Implementing a web-poll, just how easy?
Tuesday, March 30th, 2004So I’m pondering the implementation of a quick poll. Say I wanted to have people vote for their favourite Struts book. Not too hard. I’ve done such things in the past with a few lines of php and a mysql table.
I hit a problem with my pergamum site though. It’s all static. So I wonder, what would be the easiest possible way to implement a poll, hopefully keeping it utterly static.
Here’s my [just in my head] solution:
The poll merely links to a relatively empty page, which redirects to the results page.

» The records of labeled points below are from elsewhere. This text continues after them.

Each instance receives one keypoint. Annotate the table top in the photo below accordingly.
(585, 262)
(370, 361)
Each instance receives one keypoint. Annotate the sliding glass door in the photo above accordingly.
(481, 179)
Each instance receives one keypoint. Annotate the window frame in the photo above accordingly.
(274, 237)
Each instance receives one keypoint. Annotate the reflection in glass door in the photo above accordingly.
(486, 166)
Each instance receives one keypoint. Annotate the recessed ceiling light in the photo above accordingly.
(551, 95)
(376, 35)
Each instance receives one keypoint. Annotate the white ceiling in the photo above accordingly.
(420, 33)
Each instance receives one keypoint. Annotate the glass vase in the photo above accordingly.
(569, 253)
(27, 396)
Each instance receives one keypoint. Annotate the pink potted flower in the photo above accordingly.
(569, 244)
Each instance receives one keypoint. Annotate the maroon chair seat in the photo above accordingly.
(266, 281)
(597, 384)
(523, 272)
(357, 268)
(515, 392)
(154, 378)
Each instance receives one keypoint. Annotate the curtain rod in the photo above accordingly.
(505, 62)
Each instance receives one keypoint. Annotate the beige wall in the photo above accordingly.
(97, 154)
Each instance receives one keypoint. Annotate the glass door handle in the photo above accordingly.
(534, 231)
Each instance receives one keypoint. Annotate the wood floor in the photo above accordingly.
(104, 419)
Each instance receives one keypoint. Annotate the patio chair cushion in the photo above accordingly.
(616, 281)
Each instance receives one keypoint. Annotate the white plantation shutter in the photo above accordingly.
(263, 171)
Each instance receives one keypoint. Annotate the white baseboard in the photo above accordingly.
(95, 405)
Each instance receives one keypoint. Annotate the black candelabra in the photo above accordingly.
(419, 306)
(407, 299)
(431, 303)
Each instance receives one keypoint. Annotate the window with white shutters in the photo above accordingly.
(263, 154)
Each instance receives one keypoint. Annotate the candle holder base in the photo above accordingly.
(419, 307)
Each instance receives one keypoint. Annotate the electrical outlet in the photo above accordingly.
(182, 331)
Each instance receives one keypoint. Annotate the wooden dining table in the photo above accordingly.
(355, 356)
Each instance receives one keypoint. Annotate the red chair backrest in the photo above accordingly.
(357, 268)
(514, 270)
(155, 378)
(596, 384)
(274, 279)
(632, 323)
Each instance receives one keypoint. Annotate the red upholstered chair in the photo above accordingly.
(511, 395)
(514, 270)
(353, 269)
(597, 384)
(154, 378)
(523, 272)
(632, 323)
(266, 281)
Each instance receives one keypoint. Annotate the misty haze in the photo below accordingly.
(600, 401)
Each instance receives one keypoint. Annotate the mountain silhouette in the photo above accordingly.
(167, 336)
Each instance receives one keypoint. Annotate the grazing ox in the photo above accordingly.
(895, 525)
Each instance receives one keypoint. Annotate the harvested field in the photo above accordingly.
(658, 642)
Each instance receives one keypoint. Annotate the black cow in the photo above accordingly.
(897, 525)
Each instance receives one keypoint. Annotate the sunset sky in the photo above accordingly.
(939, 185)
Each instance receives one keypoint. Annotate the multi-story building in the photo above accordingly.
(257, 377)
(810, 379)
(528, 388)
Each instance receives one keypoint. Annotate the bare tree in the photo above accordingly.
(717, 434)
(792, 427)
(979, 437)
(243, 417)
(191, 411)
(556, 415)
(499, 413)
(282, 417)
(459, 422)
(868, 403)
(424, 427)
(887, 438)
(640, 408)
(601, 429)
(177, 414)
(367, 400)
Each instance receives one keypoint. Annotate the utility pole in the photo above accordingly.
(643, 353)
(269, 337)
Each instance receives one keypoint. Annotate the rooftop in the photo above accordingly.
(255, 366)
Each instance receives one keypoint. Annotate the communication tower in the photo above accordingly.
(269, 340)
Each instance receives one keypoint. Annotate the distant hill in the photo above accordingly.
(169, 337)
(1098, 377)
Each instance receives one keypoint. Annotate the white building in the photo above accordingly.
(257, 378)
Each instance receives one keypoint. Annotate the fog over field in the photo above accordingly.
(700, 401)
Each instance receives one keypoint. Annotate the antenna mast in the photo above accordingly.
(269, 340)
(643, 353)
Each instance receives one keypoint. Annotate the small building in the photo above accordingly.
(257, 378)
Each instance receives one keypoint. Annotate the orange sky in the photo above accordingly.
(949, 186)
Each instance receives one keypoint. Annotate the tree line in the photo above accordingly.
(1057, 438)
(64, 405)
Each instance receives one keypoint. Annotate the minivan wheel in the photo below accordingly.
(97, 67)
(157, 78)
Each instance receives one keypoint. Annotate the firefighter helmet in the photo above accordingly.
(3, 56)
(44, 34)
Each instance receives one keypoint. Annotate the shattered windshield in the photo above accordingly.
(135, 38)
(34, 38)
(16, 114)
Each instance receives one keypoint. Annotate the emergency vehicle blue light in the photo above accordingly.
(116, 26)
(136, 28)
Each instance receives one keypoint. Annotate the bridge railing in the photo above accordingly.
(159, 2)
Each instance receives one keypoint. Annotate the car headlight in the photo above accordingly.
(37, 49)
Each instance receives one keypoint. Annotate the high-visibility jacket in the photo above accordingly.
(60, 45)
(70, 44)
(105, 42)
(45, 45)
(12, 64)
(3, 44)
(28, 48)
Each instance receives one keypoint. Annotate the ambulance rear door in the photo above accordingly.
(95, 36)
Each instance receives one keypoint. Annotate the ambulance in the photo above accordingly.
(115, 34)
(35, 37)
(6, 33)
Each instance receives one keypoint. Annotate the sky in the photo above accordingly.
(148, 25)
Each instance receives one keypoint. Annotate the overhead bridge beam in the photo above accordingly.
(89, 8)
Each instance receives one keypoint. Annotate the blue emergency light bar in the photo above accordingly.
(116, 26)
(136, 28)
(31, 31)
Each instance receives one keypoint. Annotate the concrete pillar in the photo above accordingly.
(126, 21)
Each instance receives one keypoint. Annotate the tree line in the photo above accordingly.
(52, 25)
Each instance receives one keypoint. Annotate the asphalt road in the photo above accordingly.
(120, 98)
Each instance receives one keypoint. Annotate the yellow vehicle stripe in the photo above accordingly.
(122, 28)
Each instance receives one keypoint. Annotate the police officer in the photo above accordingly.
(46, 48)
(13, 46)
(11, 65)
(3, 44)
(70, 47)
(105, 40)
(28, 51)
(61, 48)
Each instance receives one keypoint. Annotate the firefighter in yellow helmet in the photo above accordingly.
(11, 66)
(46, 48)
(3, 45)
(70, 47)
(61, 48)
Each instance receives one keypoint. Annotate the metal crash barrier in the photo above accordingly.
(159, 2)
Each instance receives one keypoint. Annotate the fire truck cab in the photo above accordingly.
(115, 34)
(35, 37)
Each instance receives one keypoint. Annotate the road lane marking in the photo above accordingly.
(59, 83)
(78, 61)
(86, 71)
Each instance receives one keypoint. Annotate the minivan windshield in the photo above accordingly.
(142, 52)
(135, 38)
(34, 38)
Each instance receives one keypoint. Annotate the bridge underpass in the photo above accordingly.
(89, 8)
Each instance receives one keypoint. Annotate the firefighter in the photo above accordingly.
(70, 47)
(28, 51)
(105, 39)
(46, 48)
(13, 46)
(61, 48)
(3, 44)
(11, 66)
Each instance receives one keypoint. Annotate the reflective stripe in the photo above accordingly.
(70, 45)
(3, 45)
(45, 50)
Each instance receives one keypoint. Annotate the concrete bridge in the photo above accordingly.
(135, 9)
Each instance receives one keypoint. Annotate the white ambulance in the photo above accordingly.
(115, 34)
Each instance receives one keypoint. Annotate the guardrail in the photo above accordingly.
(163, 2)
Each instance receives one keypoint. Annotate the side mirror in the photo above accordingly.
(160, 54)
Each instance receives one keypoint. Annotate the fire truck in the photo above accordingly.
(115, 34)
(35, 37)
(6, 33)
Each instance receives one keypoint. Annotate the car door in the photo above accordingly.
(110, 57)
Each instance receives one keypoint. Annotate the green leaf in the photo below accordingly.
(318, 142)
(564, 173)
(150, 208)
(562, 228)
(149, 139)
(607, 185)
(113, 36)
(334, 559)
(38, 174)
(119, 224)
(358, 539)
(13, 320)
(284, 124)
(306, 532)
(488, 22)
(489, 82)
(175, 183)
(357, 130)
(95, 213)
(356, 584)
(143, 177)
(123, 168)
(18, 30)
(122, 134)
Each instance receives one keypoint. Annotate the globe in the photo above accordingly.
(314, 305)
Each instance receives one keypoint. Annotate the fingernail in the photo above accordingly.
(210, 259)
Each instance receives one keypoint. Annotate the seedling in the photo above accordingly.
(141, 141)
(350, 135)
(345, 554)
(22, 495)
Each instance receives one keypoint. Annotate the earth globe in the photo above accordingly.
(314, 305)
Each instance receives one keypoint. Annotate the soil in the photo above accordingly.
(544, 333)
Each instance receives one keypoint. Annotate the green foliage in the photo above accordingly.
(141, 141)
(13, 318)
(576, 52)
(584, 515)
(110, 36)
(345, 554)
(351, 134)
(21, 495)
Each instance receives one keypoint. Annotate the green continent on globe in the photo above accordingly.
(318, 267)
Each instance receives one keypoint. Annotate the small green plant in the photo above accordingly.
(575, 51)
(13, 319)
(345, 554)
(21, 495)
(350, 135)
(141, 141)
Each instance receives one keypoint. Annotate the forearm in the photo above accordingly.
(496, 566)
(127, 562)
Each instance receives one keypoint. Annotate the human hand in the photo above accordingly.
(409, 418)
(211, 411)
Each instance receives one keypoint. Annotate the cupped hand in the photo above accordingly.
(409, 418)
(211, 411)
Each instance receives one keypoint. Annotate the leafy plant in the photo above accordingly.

The results page mentions that the poll is updated every 5 minutes, so the voter’s vote won’t be shown yet [an unfortunate downside]. Additionally, the server has a simple cron-job which greps the web-logs for the urls and ips, weeds out any duplicates and generates the results page, every 5 minutes let’s say.
All very static as far as the server is concerned, and very, very basic. To make it easier, I could possibly configure Apache to log those particular special urls [say they all end in .vote] to a special log, and the cron could check to see if the special log is newer than the results page. Then it could possibly be run more aggressively.
Bizarre…yet I like the cut of its jib. Now to wait for the itch to strike to implement such a thing. Maybe I could make it a more global thing, not a poll but a category-vote, which would end up with a best-of-category series of books.